Tang Yanchu, légèrement surprise, haussa les sourcils et dit : « Alors attends-moi ici, je vais acheter du riz. »
Yue Ruzheng s'attendait à ce qu'il la réconforte, mais il s'éloigna simplement. Abattue, elle resta plantée là, le regard vide, fixant les passants. En face de la pharmacie se trouvait la boutique où Yue Ruzheng avait acheté ses pâtisseries. Il était déjà midi, et l'arôme alléchant des viennoiseries fraîchement sorties du four s'échappait de l'entrée, attirant les passants qui s'arrêtaient pour les admirer.
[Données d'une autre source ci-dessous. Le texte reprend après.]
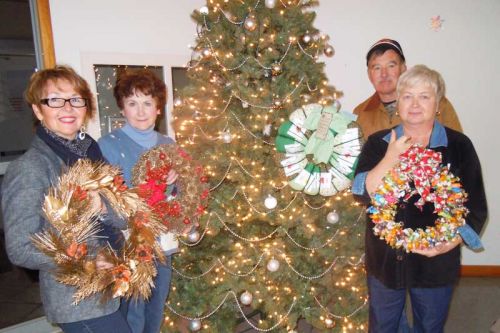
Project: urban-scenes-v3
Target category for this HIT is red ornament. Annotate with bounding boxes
[73,186,87,201]
[200,189,210,200]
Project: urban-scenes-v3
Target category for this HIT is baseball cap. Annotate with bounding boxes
[366,38,405,65]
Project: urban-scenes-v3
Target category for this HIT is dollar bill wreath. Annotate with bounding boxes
[276,104,361,196]
[132,144,209,234]
[368,145,469,252]
[32,160,167,304]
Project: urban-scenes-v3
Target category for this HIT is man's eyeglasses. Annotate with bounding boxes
[40,97,87,108]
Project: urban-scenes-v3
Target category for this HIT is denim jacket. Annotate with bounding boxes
[352,121,483,250]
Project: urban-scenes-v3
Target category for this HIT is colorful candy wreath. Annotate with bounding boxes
[32,160,168,304]
[368,145,468,252]
[132,145,209,233]
[276,104,361,196]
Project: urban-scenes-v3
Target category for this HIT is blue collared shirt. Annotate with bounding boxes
[351,121,483,250]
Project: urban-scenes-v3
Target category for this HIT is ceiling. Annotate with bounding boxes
[0,0,33,40]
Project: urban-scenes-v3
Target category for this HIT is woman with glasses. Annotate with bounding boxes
[2,66,130,333]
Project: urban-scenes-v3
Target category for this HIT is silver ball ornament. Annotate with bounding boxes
[264,194,278,209]
[323,44,335,58]
[243,15,257,32]
[221,131,233,143]
[271,62,283,76]
[273,98,282,109]
[240,291,253,305]
[200,6,209,15]
[265,0,276,8]
[187,230,200,243]
[267,258,280,272]
[326,211,340,224]
[189,319,201,332]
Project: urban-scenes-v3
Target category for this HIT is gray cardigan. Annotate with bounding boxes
[2,136,124,323]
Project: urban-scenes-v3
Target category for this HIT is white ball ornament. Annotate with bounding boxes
[201,47,212,58]
[189,319,201,332]
[264,194,278,209]
[200,6,208,15]
[187,230,200,243]
[265,0,276,8]
[240,291,253,305]
[267,258,280,272]
[326,211,340,224]
[323,45,335,58]
[332,99,342,112]
[221,131,233,143]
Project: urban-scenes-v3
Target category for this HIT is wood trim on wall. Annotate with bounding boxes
[460,265,500,277]
[36,0,56,68]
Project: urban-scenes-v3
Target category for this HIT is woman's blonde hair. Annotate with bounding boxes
[396,65,446,103]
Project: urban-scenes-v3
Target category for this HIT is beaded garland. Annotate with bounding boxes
[368,145,469,252]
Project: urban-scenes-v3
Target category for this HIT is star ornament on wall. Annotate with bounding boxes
[431,15,444,32]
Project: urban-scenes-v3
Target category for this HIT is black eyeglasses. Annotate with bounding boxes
[40,97,87,108]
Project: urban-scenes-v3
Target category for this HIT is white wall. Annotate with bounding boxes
[50,0,500,265]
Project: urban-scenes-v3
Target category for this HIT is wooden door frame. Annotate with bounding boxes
[35,0,56,68]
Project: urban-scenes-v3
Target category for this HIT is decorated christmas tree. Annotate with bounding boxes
[164,0,367,332]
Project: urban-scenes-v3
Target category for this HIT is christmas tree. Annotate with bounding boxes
[165,0,367,332]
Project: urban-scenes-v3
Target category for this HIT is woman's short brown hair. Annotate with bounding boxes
[114,69,167,110]
[24,65,95,120]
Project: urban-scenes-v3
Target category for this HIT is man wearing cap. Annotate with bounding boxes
[353,38,462,139]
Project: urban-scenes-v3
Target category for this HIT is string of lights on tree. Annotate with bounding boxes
[165,0,367,332]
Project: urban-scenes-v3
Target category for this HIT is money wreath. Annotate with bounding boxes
[276,104,361,196]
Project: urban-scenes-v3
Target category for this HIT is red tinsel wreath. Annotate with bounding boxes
[132,144,209,233]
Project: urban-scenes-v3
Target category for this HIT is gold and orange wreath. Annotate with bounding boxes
[132,144,209,233]
[32,160,168,304]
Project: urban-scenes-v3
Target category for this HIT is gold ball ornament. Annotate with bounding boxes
[189,319,201,332]
[220,131,233,143]
[174,97,182,107]
[323,44,335,58]
[240,291,253,305]
[243,15,257,32]
[267,258,280,272]
[264,194,278,209]
[187,230,201,244]
[200,6,209,15]
[325,318,335,328]
[326,211,340,224]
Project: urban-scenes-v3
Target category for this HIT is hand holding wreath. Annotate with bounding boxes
[368,145,468,252]
[33,160,168,304]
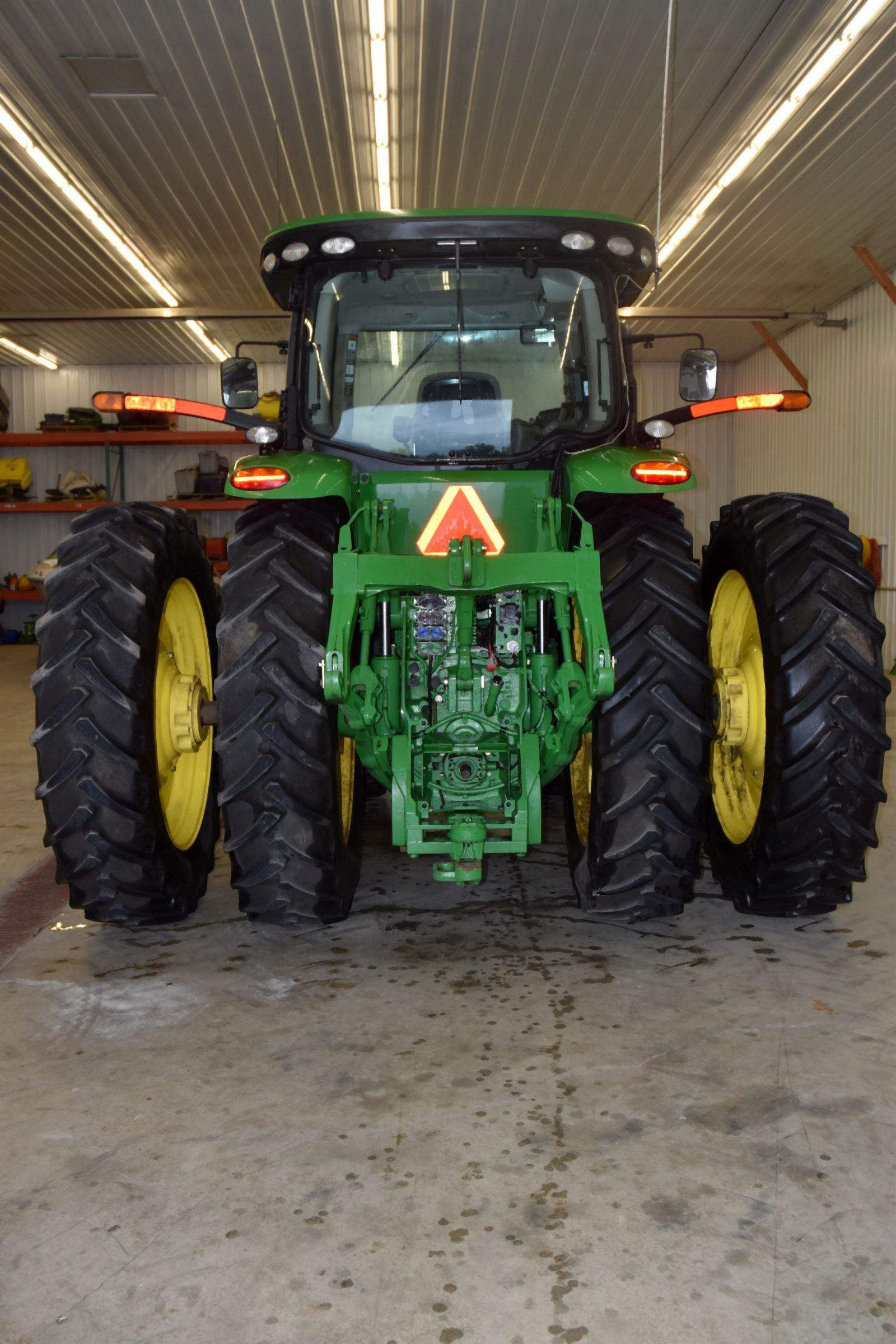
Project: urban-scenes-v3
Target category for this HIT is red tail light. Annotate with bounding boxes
[230,466,289,491]
[631,458,690,485]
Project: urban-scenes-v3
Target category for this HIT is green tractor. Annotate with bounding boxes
[34,209,889,927]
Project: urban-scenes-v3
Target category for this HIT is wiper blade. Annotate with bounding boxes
[376,332,445,406]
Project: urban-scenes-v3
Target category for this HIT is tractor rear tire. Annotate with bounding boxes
[216,501,364,928]
[31,504,219,927]
[564,497,711,920]
[703,494,890,915]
Yue Ruzheng ressentit un pincement de culpabilité en repensant aux pâtisseries qu'elle avait voulu offrir à Tang Yanchu, toutes trempées et gâchées par la pluie, et à la façon dont elle l'avait forcée à les manger. Elle se leva et se dirigea vers la boutique. C'est alors qu'elle aperçut Tang Yanchu qui venait vers elle depuis le coin de la rue.
Yue Ruzheng lui fit signe et dit : « Xiao Tang, viens ici. »
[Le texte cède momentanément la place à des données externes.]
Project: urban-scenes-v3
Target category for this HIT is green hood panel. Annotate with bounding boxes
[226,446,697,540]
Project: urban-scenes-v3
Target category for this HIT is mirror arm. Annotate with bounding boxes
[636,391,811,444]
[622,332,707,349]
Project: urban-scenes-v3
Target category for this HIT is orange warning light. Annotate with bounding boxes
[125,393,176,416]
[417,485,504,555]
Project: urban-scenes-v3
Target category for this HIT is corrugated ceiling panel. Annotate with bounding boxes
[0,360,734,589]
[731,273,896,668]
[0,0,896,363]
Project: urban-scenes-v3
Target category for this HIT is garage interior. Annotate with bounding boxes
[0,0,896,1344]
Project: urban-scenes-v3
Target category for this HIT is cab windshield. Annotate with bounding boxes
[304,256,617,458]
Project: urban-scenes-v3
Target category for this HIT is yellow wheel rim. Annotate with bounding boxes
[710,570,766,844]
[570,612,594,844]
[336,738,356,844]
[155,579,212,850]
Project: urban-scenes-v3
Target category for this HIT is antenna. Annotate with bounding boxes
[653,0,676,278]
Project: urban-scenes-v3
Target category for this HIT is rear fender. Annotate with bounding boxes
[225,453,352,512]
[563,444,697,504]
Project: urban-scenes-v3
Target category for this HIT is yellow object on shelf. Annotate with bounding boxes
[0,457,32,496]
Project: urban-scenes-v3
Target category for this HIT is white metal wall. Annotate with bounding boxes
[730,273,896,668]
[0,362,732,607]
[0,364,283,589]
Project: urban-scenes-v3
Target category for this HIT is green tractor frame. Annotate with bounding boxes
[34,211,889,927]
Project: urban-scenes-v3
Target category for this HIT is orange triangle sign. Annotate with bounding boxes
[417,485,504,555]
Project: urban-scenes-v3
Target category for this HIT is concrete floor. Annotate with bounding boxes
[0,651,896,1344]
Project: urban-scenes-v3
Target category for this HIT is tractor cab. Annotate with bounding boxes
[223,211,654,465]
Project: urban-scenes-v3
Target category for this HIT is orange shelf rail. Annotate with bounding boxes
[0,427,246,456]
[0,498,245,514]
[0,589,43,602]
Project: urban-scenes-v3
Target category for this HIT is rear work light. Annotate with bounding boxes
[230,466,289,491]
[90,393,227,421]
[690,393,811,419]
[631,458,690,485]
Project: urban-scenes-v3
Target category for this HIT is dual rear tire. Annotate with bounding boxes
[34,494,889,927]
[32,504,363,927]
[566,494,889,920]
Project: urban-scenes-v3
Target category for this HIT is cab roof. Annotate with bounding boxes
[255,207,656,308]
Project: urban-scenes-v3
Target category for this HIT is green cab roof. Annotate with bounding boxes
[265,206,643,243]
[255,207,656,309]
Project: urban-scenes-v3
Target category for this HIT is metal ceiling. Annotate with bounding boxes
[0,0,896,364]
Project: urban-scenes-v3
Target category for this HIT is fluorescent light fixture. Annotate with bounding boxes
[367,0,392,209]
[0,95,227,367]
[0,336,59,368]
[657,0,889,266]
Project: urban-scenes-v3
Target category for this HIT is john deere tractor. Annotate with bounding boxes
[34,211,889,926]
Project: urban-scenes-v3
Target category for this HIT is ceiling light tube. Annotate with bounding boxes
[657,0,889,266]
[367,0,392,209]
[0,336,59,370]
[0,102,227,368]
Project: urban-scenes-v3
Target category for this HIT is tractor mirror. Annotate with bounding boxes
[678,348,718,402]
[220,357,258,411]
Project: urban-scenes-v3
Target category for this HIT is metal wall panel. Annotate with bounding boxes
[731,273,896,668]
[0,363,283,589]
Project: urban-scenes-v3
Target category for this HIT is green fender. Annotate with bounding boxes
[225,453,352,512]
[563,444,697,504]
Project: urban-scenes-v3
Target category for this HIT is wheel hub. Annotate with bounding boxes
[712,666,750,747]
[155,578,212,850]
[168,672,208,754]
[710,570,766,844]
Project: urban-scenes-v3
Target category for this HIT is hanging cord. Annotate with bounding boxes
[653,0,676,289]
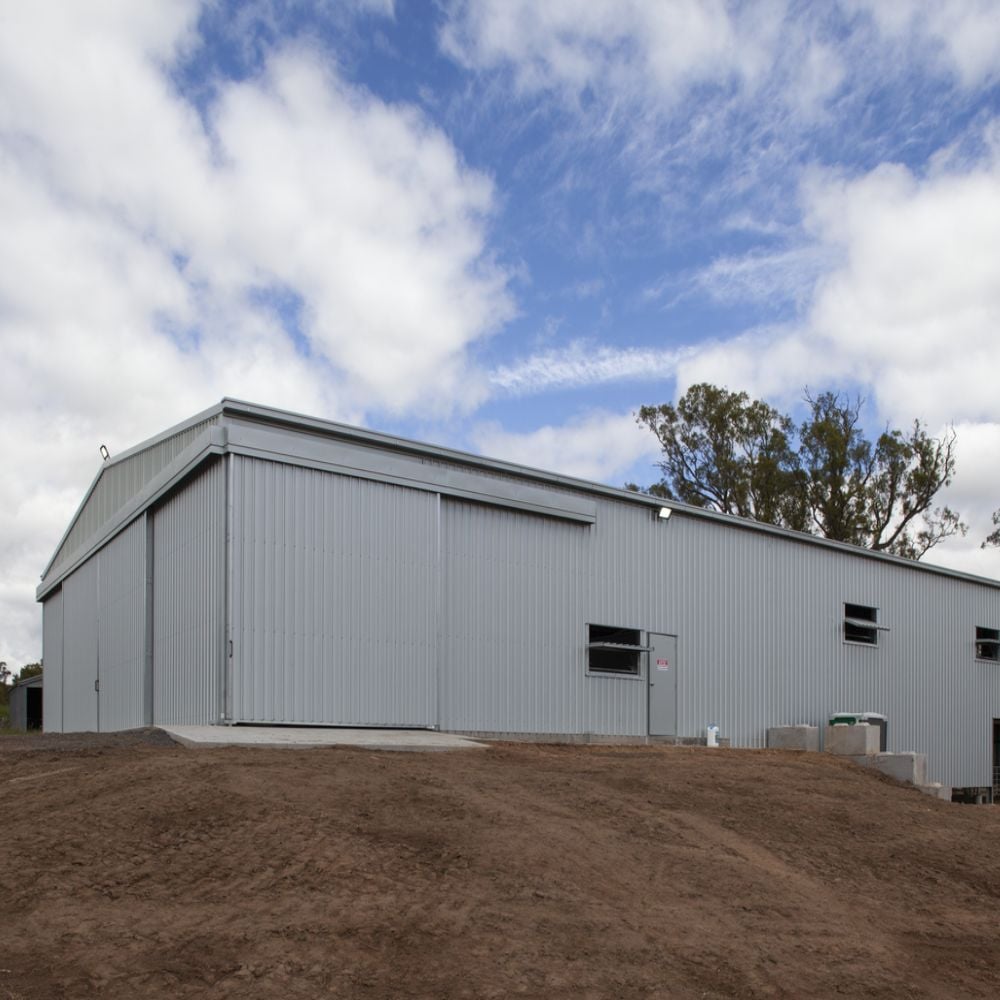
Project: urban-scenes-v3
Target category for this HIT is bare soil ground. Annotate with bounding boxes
[0,731,1000,1000]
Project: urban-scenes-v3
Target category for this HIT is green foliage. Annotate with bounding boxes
[979,510,1000,549]
[636,383,964,559]
[637,383,806,529]
[15,663,42,681]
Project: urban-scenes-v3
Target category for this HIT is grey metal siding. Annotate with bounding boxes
[440,500,646,735]
[231,456,437,726]
[42,589,63,733]
[45,417,218,577]
[97,517,146,732]
[62,559,98,733]
[652,518,1000,786]
[151,459,226,725]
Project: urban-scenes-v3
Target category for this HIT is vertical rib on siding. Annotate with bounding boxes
[231,456,437,726]
[59,556,99,733]
[95,517,146,732]
[153,460,225,725]
[42,589,63,733]
[46,417,218,576]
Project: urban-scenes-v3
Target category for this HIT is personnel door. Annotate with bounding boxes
[649,632,677,736]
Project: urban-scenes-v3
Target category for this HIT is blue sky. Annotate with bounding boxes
[0,0,1000,666]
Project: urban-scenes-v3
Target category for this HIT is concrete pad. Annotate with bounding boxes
[823,725,882,757]
[767,726,819,750]
[159,726,486,751]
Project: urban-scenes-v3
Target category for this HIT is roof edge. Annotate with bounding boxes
[219,396,1000,588]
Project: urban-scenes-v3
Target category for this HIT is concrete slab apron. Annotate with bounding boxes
[160,726,486,751]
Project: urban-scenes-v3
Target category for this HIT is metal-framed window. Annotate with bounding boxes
[976,625,1000,662]
[844,603,889,646]
[587,625,649,677]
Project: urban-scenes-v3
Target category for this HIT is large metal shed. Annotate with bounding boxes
[38,399,1000,786]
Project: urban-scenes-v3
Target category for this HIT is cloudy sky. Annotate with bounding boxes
[0,0,1000,667]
Tang Yanchu s'approcha, regarda la boutique et demanda : « Voulez-vous manger là-bas ? »
Yue Ruzheng dit en souriant : « Celui que je t'ai donné la dernière fois avait été acheté ici, mais il a été trempé et gâté ; tu n'as absolument rien senti. Ce ne sera pas comme ça cette fois-ci. »
Une pointe de déception traversa le regard de Tang Yanchu. Il recula d'un pas et murmura : « Ruzheng, c'est la meilleure boutique de la ville, et c'est très cher. J'ai déjà acheté du riz, et je n'ai plus assez d'argent. »
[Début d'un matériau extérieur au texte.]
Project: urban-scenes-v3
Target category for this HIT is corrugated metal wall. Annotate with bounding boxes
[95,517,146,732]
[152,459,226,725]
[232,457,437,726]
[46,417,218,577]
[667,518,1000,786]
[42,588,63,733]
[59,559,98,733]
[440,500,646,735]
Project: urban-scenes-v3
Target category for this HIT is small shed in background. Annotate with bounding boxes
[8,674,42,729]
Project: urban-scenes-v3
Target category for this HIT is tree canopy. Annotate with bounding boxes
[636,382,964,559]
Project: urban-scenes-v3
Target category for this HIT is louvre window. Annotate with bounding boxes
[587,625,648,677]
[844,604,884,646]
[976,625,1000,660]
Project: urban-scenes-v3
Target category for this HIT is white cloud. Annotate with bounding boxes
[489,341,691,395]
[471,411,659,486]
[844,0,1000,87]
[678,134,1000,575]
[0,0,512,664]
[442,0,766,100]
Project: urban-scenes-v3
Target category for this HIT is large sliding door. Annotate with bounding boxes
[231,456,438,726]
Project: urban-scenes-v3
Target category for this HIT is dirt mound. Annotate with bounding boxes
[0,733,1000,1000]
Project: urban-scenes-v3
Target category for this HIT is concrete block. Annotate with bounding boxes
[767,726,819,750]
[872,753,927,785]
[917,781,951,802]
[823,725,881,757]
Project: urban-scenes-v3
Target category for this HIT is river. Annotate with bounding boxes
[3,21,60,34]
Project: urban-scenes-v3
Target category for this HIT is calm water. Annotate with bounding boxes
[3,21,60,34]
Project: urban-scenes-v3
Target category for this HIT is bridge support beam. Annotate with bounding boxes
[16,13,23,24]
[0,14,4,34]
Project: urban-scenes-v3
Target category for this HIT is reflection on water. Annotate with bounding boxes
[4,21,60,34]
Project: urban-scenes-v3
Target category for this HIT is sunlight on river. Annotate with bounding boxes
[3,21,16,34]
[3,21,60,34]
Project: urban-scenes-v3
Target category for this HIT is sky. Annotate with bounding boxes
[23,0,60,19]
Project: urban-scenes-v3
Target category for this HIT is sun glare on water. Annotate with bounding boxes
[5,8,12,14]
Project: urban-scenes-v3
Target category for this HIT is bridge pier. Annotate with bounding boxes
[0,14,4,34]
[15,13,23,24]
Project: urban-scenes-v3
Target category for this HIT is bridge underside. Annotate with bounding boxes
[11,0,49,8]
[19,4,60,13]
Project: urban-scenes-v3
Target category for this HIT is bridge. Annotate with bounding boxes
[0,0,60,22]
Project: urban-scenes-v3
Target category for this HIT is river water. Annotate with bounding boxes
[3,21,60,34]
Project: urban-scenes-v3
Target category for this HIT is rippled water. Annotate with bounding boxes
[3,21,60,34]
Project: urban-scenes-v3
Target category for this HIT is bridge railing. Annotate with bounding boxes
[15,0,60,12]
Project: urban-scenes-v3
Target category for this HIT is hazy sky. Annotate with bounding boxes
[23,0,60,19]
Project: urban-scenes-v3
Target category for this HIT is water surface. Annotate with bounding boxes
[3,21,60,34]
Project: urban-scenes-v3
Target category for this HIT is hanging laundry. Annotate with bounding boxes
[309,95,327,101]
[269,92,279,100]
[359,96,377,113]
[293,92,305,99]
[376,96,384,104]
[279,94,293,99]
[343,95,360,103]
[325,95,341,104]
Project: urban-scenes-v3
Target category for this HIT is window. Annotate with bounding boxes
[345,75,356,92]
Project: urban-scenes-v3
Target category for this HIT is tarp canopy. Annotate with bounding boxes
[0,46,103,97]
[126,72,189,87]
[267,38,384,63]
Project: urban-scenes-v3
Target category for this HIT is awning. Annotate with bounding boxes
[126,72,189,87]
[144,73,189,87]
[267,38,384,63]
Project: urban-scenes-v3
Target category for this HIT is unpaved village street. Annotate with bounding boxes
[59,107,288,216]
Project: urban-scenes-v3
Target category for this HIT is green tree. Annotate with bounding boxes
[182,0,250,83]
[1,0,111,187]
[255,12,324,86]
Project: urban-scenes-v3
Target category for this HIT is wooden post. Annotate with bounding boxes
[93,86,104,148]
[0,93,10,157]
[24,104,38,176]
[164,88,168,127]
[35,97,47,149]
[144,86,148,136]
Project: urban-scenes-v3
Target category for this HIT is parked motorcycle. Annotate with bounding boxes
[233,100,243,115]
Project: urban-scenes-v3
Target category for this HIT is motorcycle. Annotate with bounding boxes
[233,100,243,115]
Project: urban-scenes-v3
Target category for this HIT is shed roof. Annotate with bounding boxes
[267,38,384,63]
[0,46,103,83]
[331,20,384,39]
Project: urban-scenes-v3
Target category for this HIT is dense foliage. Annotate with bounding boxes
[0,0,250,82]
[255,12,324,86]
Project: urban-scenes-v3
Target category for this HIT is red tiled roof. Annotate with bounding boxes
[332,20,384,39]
Yue Ruzheng marqua une pause, puis dit nonchalamment
: «
Ne vous inquiétez pas, j’ai de l’argent, je vous en offrirai d’autres
!
» Sur ces mots, elle sortit quelques pièces d’argent et commanda toutes les pâtisseries qu’elle désirait, demandant au commerçant de les emballer. Mais à peine s’était-elle retournée qu’elle vit Tang Yanchu s’éloigner seule, un panier en bambou à la main.
Yue Ruzheng ne comprenait pas pourquoi il était devenu si soudainement incompréhensible. Portant les pâtisseries, elle le rattrapa rapidement et demanda avec anxiété : « Que fais-tu ? Je ne peux pas t'en offrir ? »
Tang Yanchu garda simplement la tête baissée et marcha rapidement sans dire un mot.
« Tang Yanchu ! » Elle marqua une pause, puis attrapa sa manche.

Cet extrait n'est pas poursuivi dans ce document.